Here is the letter I am handing him tonight and will have him read with me there:

I just want to say that we should really only need to talk about the kids, our financial dealings and our relationship (though this one may not be much to talk about right now). I am truly done asking questions of your other doings, I want to know nothing more. Unless there are statements made about me and what I am doing to 'us' that drag my name down, those I would like to defend/talk about.

I don't care about Karrick or who else knows (unless I am going to get blindsided big time it would be nice to know that), I don't care where Ow resides (as long as it is not with our kids) or her finances (as long as she is getting no $$$ from you) and I do not care to hear the logic/reasoning behind this 'cold sore' issue. I trust you will take precautions and not expose the kids to this when kissing them. I did a search on cold sores and they are highly contagious, even when there are no outlying symptoms.

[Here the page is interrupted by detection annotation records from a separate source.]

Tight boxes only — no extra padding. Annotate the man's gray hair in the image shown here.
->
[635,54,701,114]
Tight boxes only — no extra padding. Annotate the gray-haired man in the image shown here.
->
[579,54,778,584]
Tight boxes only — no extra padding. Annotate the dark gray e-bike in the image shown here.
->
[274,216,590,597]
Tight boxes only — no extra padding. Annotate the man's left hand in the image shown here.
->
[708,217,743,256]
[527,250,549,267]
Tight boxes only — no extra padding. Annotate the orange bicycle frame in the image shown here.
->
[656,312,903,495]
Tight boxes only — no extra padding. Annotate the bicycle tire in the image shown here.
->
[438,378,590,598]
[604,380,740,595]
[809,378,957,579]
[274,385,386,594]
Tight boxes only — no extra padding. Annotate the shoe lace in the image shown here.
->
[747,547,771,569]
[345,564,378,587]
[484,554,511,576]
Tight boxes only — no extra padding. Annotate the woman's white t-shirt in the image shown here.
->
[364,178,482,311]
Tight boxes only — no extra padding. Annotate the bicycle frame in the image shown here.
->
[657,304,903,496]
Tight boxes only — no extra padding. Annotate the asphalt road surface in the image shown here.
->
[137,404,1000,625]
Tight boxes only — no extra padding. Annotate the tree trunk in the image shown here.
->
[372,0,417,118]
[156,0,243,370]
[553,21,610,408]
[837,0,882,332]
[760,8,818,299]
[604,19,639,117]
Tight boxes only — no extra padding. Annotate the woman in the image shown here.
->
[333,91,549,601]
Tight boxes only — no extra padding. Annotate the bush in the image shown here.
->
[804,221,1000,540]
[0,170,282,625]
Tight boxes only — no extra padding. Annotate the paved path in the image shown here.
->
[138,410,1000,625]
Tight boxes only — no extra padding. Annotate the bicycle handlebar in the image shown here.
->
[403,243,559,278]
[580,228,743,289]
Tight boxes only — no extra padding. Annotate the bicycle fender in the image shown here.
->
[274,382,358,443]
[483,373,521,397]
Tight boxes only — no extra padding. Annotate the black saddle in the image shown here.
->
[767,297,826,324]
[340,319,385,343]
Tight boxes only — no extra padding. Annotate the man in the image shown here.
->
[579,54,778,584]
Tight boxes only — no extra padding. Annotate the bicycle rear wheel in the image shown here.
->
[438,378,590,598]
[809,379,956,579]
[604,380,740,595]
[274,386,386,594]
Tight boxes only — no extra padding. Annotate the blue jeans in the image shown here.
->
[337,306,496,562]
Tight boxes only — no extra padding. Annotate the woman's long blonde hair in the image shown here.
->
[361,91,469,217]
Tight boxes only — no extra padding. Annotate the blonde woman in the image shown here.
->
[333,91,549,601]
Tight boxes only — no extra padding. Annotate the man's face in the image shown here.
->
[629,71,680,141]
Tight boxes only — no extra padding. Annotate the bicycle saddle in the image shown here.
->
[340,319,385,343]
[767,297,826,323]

So these are my new boundaries I hope you can understand where I am coming from. I need to start focusing on me I am withering away literally (both physically and emotionally) and I need to start healing too.

I need to trust (and this is hard for me right now) that you will be true to the four areas we talked about this past week and how you promised to honor each one of them for this I am grateful. Thank-you! signed Me


So this is it. No blame just the facts and me truly starting to let him go. I cannot even get myself to cry today - which is good! I am sure come Sat. (when he moves out) will be a diff story...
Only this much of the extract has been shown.